简体   繁体   English

如何在 PySpark 中创建自定义 Estimator

[英]How to create a custom Estimator in PySpark

I am trying to build a simple custom Estimator in PySpark MLlib.我正在尝试在 PySpark MLlib 中构建一个简单的自定义Estimator I have here that it is possible to write a custom Transformer but I am not sure how to do it on an Estimator .我在这里说可以编写自定义 Transformer 但我不确定如何在Estimator上执行此操作。 I also don't understand what @keyword_only does and why do I need so many setters and getters.我也不明白@keyword_only作用以及为什么我需要这么多的 setter 和 getter。 Scikit-learn seem to have a proper document for custom models ( see here ) but PySpark doesn't. Scikit-learn 似乎有自定义模型的适当文档( 参见此处),但 PySpark 没有。

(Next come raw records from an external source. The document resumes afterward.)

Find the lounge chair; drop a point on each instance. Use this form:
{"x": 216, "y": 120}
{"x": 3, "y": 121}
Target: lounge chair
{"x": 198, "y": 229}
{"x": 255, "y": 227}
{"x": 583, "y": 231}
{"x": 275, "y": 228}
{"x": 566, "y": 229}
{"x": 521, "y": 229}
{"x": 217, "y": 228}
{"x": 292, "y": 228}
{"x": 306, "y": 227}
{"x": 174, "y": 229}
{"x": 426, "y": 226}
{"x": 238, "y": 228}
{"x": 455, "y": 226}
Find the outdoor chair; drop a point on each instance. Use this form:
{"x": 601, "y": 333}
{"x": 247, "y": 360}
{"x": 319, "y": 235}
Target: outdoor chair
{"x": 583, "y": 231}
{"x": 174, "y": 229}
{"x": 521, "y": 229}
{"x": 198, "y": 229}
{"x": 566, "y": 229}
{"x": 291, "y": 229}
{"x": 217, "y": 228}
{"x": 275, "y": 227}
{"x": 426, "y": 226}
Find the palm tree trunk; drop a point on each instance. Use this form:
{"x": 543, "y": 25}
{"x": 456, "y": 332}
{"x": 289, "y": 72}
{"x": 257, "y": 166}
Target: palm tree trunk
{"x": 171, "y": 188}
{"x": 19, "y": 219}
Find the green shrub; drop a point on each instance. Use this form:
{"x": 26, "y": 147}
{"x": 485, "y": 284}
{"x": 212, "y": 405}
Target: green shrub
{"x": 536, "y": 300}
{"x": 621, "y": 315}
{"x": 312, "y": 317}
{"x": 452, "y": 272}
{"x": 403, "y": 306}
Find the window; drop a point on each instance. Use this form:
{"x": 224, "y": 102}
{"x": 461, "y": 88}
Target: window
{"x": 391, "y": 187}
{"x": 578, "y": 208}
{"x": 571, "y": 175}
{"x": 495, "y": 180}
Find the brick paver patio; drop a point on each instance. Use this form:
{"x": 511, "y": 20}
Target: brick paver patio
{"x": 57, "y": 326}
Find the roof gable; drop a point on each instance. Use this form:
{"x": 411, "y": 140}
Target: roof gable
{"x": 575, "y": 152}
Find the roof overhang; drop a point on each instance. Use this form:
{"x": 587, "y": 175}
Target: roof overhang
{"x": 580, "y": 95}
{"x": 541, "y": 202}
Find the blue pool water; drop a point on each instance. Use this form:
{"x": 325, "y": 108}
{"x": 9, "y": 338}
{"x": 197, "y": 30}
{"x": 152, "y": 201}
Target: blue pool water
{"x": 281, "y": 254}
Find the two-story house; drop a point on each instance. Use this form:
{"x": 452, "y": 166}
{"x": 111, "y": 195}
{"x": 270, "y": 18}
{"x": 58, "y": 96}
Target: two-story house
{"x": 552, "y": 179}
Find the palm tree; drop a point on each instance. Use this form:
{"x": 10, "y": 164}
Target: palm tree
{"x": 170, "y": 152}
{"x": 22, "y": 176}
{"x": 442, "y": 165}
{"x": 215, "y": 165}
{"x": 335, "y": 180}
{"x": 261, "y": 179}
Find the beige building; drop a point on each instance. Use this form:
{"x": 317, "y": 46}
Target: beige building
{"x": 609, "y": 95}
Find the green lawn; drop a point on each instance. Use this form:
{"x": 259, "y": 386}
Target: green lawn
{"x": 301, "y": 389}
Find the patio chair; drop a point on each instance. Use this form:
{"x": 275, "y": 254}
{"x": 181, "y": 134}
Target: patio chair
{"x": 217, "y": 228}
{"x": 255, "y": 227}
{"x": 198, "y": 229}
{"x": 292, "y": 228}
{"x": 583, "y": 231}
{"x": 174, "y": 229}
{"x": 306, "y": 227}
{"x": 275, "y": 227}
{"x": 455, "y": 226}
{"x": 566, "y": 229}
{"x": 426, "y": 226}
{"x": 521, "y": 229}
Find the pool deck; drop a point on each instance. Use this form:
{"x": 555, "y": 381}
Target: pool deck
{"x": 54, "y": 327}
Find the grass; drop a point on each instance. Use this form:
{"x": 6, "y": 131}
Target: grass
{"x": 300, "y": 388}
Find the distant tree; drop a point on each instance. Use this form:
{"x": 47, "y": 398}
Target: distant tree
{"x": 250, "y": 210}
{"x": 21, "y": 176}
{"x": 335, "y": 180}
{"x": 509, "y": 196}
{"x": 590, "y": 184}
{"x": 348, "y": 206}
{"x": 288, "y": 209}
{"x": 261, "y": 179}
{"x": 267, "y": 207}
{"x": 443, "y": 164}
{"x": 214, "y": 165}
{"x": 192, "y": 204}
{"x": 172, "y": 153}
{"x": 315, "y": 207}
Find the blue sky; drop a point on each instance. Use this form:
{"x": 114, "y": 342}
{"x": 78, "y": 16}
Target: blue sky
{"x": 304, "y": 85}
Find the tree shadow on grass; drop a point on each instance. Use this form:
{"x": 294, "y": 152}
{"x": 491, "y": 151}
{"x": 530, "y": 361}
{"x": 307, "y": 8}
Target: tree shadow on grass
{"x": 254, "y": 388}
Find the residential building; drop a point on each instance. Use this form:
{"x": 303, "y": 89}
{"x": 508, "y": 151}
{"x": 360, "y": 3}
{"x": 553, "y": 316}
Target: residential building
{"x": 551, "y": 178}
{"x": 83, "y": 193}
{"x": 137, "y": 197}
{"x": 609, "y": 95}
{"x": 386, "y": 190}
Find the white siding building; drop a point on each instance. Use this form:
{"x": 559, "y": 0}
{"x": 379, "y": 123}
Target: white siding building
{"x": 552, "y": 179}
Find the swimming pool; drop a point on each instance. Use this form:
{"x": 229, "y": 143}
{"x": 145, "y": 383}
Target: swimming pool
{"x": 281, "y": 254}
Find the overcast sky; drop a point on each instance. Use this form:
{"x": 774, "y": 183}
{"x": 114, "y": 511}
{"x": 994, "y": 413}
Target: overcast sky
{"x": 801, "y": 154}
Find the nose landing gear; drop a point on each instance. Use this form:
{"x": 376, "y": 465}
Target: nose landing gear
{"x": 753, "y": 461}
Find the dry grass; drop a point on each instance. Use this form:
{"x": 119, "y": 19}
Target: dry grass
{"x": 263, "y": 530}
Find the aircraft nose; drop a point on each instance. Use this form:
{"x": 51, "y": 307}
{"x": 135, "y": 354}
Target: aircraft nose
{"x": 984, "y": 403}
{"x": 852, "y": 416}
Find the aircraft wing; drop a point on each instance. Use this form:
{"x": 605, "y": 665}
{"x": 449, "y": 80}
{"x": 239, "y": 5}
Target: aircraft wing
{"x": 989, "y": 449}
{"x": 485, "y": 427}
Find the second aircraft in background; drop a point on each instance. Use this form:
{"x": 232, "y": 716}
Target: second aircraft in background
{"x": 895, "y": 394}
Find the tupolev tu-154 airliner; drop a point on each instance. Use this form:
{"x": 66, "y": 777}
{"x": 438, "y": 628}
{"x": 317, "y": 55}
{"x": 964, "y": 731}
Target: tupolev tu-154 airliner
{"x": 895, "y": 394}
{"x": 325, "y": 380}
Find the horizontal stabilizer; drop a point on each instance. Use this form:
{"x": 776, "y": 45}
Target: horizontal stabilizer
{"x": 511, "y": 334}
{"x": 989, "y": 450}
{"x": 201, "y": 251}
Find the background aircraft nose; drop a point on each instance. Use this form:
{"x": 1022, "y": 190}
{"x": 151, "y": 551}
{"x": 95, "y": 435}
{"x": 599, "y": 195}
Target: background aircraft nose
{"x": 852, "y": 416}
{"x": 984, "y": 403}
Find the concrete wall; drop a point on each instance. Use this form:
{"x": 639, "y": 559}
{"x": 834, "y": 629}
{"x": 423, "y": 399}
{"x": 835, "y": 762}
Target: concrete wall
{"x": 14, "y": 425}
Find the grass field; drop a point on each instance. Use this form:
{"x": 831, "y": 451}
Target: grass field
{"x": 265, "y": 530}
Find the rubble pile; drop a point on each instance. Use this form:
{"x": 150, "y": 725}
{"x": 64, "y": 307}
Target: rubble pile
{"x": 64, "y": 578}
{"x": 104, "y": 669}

Pseudo code of an example model:示例模型的伪代码:

class NormalDeviation():
    def __init__(self, threshold = 3):
    def fit(x, y=None):
       self.model = {'mean': x.mean(), 'std': x.std()]
    def predict(x):
       return ((x-self.model['mean']) > self.threshold * self.model['std'])
    def decision_function(x): # does ml-lib support this?

Generally speaking there is no documentation because as for Spark 1.6 / 2.0 most of the related API is not intended to be public.一般来说,没有文档,因为对于 Spark 1.6 / 2.0,大多数相关 API 并不打算公开。 It should change in Spark 2.1.0 (see SPARK-7146 ).它应该在 Spark 2.1.0 中改变(参见SPARK-7146 )。

API is relatively complex because it has to follow specific conventions in order to make given Transformer or Estimator compatible with Pipeline API. API 相对复杂,因为它必须遵循特定的约定才能使给定的TransformerEstimatorPipeline API 兼容。 Some of these methods may be required for features like reading and writing or grid search.其中一些方法可能需要阅读和写作或网格搜索等功能。 Other, like keyword_only are just a simple helpers and not strictly required.其他的,比如keyword_only只是一个简单的助手,并不严格要求。

Assuming you have defined following mix-ins for mean parameter:假设您已为均值参数定义了以下混合:

from pyspark.ml.pipeline import Estimator, Model, Pipeline
from pyspark.ml.param.shared import *
from pyspark.sql.functions import avg, stddev_samp


class HasMean(Params):

    mean = Param(Params._dummy(), "mean", "mean", 
        typeConverter=TypeConverters.toFloat)

    def __init__(self):
        super(HasMean, self).__init__()

    def setMean(self, value):
        return self._set(mean=value)

    def getMean(self):
        return self.getOrDefault(self.mean)

standard deviation parameter:标准偏差参数:

class HasStandardDeviation(Params):

    standardDeviation = Param(Params._dummy(),
        "standardDeviation", "standardDeviation", 
        typeConverter=TypeConverters.toFloat)

    def __init__(self):
        super(HasStandardDeviation, self).__init__()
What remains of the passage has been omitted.